Przygotowująca się do turnieju olimpijskiego w Paryżu reprezentacja Francji w ostatnich dniach rozegrała dwa mecze towarzyskie – najpierw pokonała rozgromiła Turcję 96:46, a następnie wygrała z aktualnymi mistrzami świata Niemcami 90:66. W roli głównej w zespole Trójkolorowych wystąpił oczywiście niesamowity Victor Wembanyama, chociaż – podobnie jak inni gracze NBA – w obu spotkaniach był mocno oszczędzany.
W środowym meczu przeciwko Turcji większe wrażenie od klipów z najlepszymi akcjami Wembanyamy, czy nawet od jego linijki statystycznej – a przecież +44 w ciągu 20 minut to absolutny kosmos, zrobiła skuteczność rzutowa zespołu rywali. Wyliczono, że w trakcie 20 minut, które francuski podkoszowy spędził na parkiecie w Rouen, Turcy trafili zaledwie 1 z 24 rzutów z gry. Niewiarygodne. Ale podobno prawdziwe.
Równie niesamowity Wembanyama był w sobotę przeciwko Niemcom. W ciągu 19 minut rozegranego w Kolonii spotkania zdobył 25 punktów, a jego zespół pokonał aktualnych mistrzów świata 90:66. Dla usprawiedliwienia naszych zachodnich sąsiadów należy jednak wspomnieć, że z uwagi na sytuację kontraktową swoich graczy w NBA, wystąpili oni bez Franza i Moritza Wagnerów, a także Daniela Theisa.

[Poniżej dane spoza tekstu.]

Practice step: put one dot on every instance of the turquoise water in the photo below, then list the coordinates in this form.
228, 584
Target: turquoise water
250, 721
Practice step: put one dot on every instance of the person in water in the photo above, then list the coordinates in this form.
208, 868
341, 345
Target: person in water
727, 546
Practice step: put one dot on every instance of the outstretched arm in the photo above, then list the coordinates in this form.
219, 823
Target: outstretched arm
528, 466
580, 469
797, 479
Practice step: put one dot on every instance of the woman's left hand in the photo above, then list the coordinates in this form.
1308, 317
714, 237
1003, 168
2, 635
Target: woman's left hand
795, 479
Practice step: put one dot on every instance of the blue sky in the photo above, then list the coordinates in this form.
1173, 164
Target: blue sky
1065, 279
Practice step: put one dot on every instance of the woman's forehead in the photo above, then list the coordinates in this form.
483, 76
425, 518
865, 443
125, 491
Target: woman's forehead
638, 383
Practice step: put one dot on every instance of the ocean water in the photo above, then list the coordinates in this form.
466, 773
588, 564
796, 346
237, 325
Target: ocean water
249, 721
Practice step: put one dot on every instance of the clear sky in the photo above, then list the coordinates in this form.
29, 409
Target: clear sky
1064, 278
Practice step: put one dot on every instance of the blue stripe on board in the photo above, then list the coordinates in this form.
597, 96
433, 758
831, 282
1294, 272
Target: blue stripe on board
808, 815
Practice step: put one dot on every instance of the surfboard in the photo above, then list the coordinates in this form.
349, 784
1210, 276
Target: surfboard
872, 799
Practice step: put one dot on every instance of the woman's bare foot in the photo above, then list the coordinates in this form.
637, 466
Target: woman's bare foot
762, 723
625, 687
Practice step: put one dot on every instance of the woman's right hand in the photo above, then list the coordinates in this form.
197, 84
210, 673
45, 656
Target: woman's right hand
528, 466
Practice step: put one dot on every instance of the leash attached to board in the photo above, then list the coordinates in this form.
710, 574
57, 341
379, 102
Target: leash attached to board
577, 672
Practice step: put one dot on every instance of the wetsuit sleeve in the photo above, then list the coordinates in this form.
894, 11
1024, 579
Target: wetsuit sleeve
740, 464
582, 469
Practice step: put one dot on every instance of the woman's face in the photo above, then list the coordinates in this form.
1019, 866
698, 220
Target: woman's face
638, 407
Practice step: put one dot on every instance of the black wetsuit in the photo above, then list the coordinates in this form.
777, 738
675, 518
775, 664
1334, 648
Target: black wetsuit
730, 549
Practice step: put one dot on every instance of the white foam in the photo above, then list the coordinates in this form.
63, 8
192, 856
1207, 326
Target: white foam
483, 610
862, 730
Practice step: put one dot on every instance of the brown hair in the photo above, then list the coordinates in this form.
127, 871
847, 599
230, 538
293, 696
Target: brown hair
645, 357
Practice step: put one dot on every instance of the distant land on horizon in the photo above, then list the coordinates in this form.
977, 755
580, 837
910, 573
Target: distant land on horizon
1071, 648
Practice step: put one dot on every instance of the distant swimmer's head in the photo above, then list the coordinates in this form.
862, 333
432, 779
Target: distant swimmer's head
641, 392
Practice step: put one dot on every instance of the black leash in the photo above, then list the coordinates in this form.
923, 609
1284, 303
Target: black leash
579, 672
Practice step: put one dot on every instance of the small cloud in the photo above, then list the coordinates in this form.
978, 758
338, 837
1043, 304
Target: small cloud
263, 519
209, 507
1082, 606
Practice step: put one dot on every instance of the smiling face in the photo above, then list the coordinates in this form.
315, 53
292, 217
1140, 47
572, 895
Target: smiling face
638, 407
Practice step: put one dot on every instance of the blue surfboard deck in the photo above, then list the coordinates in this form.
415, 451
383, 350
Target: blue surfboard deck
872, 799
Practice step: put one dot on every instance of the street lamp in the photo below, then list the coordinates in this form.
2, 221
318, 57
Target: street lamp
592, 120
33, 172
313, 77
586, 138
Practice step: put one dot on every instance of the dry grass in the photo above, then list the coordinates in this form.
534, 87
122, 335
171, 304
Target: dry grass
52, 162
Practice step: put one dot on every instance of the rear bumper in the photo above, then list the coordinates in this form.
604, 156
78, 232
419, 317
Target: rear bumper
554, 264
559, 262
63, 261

Po zakończeniu spotkania mówiło się jednak nie tylko o klubowym koledze Jeremiego Sochana. A to za sprawą przepychanki lidera Niemców Dennisa Schroedera (23 pkt) z Evanem Fournierem, po której ten drugi został usunięty z parkietu tuż przed zejściem do szatni na długą przerwę. Pikanterii próbie duszenia w wykonaniu Francuza dodaje fakt, że oba zespoły rozegrają jeszcze jeden sparing pomiędzy sobą – już w poniedziałek 8 lipca, tym razem w Montpellier. Na tym również ich mecze się nie zakończą – podczas igrzysk olimpijskich w Paryżu rozlosowano ich przecież do tej samej grupy B.